Controversial South Australian Attorney-General Michael Atkinson (pictured) has reportedly resigned from the role in the wake of ongoing public criticism and a voter backlash in his seat of Croydon in this weekend’s state election.
The Labor politician has for some time stood in the way of lobbying efforts by the video game industry and gamers themselves to create an R18+ classification for games in Australia. In addition, he has faced criticism over his defence of legislation requiring online political comment during state elections to be accompanied by personal details.
AdelaideNOW reported at midday today the news and that Atkinson would remain in parliament until the next election in 2014.
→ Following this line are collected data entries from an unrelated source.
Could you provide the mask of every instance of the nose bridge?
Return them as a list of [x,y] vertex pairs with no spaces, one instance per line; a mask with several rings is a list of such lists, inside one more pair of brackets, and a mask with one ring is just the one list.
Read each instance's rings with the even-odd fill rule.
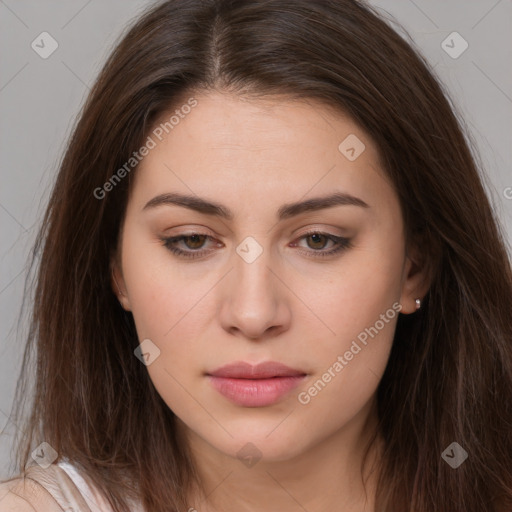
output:
[[222,310],[225,329],[239,330],[251,338],[263,336],[270,328],[283,327],[289,318],[282,286],[274,275],[271,250],[261,240],[246,237],[236,247]]
[[232,279],[238,301],[262,309],[276,298],[268,239],[260,237],[260,240],[248,236],[237,246]]

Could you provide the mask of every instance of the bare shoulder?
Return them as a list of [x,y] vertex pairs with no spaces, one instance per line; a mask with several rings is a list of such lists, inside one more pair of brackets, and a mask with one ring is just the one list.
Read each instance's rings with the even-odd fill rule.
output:
[[52,495],[29,478],[0,481],[0,512],[62,512]]

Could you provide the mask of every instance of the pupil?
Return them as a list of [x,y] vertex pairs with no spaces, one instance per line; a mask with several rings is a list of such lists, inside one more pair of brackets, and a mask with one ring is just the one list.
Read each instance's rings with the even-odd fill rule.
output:
[[[198,242],[200,242],[201,236],[202,235],[190,235],[190,236],[187,237],[188,240],[192,242],[191,245],[192,245],[193,249],[197,249],[196,244],[198,244]],[[201,246],[202,244],[199,243],[198,245]]]
[[310,238],[312,238],[313,243],[316,244],[316,243],[320,243],[321,239],[323,238],[323,235],[316,233],[314,235],[310,235]]

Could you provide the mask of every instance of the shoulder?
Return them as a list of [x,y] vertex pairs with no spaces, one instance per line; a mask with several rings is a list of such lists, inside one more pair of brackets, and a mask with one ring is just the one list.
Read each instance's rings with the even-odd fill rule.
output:
[[[139,503],[133,510],[142,511]],[[0,480],[0,512],[113,512],[100,490],[78,466],[61,461],[30,466]]]
[[82,494],[58,464],[44,469],[32,465],[14,478],[0,481],[0,512],[92,512],[89,504],[94,512],[98,510],[88,493]]
[[0,512],[62,512],[62,508],[41,484],[18,476],[0,481]]

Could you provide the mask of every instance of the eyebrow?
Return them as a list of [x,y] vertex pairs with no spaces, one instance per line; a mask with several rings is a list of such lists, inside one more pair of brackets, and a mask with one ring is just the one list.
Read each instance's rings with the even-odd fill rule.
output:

He did not want to leave early in his term and create a by-election scenario, AdelaideNOW reported, with the Labor government led by Mike Rann expected to only have a slender majority after the election yesterday. In addition, Atkinson wanted to make room for new blood in the Labor ministry.
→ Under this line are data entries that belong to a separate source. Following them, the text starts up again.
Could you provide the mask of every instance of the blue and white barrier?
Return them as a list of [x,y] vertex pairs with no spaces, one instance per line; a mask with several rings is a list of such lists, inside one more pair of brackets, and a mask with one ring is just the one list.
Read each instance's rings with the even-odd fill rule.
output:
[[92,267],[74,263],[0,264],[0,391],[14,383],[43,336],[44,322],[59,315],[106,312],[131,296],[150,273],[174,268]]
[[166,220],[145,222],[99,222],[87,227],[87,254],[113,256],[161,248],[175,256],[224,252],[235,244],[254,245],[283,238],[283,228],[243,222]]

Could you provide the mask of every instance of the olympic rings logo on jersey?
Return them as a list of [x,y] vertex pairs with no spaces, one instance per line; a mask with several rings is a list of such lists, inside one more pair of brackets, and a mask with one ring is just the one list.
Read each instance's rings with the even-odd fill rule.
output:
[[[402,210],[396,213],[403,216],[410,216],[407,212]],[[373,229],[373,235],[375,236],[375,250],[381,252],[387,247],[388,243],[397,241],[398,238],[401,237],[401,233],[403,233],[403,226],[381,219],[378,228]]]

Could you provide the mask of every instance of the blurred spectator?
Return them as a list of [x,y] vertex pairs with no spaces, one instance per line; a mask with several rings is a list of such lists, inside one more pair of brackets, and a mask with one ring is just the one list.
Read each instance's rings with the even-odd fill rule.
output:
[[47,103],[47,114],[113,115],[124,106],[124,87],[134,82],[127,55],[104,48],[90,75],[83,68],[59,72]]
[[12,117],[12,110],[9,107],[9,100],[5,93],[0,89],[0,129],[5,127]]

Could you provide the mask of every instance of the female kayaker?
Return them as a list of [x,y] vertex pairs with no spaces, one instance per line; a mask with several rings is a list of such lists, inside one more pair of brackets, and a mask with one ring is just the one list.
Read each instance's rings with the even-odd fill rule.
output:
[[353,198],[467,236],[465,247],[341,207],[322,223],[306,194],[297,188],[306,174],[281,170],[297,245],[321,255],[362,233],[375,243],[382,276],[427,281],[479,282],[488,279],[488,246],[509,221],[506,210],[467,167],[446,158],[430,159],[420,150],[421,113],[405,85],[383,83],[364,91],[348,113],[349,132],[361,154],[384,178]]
According to the ABC’s election site, with 74.4 percent of the vote counted, Atkinson is predicted to safely win his electorate of Croydon with a total of 63.7 percent of the vote. However, the site notes that there was a 14.3 percent swing against Atkinson. Gamers 4 Croydon candidate Kat Nicholson, who campaigned on a pro-R18+ video game classification ticket, took 3.7 percent of the vote — or about 587 votes.
Gamers 4 Croydon candidate for the state’s Legislative Council, Chris Prior, did not pick up a seat in the election, winding up with 0.81 percent of the vote — or just over 6,000 votes, with 72.61 percent of the vote counted, according to the ABC site.
This meant after preferences were taken into account, Prior was excluded from winning a seat — despite the fact that his showing meant Gamers 4 Croydon was the ninth most popular party in the Legislative Council.
The news of Atkinson’s departure from the Labor front bench is set to spark a round of speculation about what policies regarding the R18+ classification the new South Australian Attorney-General will put forth. The Federal Government is currently considering more than 55,000 submissions to a discussion paper about whether it should implement a R18+ rating category for video games, with the majority of those expected to have come from EB Games customers in support of such a scheme.
However, there must be unanimous agreement between the respective ministers in the Commonwealth, state and territorial governments before the National Classification Code can be modified.